Одежда советского человека была не просто утилитарным предметом, каковой защищает от холода и прикрывает «срам». Она являлась своеобразным маркером, по которому можно было с точностью определить, к какому социальному слою этот самый человек относится: рабочий, колхозник или, не приведи боже, интеллигент. Куда там индийской кастовой системе! Она и в подметки не годилась неписаному советскому дресс-коду.

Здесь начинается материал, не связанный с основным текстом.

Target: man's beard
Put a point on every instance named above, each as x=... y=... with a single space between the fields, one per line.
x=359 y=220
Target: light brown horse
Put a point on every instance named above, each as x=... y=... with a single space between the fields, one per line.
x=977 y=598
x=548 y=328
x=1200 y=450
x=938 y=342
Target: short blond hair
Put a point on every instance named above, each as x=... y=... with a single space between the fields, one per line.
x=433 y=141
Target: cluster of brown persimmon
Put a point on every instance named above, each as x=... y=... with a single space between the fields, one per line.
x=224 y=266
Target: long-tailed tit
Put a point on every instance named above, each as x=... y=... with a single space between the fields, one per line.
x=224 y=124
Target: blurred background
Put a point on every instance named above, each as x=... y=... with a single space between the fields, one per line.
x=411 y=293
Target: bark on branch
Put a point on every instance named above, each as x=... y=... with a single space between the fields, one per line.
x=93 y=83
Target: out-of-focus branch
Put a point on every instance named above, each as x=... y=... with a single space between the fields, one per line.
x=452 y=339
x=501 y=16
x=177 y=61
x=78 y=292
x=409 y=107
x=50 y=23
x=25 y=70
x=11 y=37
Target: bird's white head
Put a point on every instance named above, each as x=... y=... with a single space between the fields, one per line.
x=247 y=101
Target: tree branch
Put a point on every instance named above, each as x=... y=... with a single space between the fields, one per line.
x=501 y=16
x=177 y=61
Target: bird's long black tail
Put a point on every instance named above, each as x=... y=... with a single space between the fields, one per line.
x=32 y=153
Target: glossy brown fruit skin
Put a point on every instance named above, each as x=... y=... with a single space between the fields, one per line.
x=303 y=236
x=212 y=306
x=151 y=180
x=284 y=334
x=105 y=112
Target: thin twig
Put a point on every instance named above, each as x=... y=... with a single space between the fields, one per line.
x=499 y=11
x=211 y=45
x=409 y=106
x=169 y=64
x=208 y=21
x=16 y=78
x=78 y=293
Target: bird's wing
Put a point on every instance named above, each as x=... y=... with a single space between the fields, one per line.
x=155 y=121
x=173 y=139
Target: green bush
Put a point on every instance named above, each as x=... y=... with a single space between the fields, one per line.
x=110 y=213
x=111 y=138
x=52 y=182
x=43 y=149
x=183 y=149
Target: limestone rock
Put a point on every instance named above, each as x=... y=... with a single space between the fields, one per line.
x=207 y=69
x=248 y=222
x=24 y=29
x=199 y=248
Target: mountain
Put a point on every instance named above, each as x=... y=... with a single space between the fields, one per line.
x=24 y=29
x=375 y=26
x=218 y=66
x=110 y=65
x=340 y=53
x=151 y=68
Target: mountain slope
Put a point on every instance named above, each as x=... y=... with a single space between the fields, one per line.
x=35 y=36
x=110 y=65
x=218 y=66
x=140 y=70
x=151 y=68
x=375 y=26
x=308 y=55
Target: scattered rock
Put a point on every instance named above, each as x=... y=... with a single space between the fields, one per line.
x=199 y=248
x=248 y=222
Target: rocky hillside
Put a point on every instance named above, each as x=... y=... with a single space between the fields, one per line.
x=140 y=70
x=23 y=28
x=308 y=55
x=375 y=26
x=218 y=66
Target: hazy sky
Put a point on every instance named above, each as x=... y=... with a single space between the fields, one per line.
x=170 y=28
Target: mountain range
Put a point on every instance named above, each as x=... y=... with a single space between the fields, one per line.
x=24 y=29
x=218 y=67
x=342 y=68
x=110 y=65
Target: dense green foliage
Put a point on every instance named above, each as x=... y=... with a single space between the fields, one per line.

Главным сословным маркером, по которому безошибочно распознавался социальный статус гражданина, конечно же, являлась шапка. По ондатре было легко узнать партийного бонзу, работника торговли или подпольного цеховика. Вязаные шапки с помпоном или петушиным гребнем (они так и назывались – «петушки») предпочитала легкомысленная молодежь. Ну а лопоухий малахай из зайца или другого какого-нибудь не очень уважаемого зверя, а то и вовсе «из чебурашки», то есть искусственного меха, да еще в комплекте с черными войлочными ботами модели «прощай, молодость» – это была вернейшая примета социального неудачника страны Советов.
В теплое время года, когда шапок обычно не носят, принцип дресс-кода также работал не менее точно, чем часы на Спасской башне Кремля. Импортный замшевый пиджак, к примеру, был атрибутом человека, поднявшегося на самую вершину пищевой цепочки. Он был доступен только избранным небожителям и покупался если не за границей, то, по крайней мере, в закрытом спецраспределителе для приближенных к власти людей. Чуть менее престижной, но остромодной одежкой был синий «олимпийский» костюм с щегольской белой молнией – пижонский «прикид», жутко «дефицитный», как тогда было принято говорить, но все же при желании доставаемый. Особенно он был крут в комплекте с кроссовками «Адидас». Можно отечественными, с несгибаемой, как деревяшка, подошвой, которые шили-пошивали в СССР по лицензии, но лучше гэдээровскими. На противоположном полюсе советского дресс-кода находились, понятное дело, засаленный ватник, кирзачи и небритая морда, распухшая с похмелья.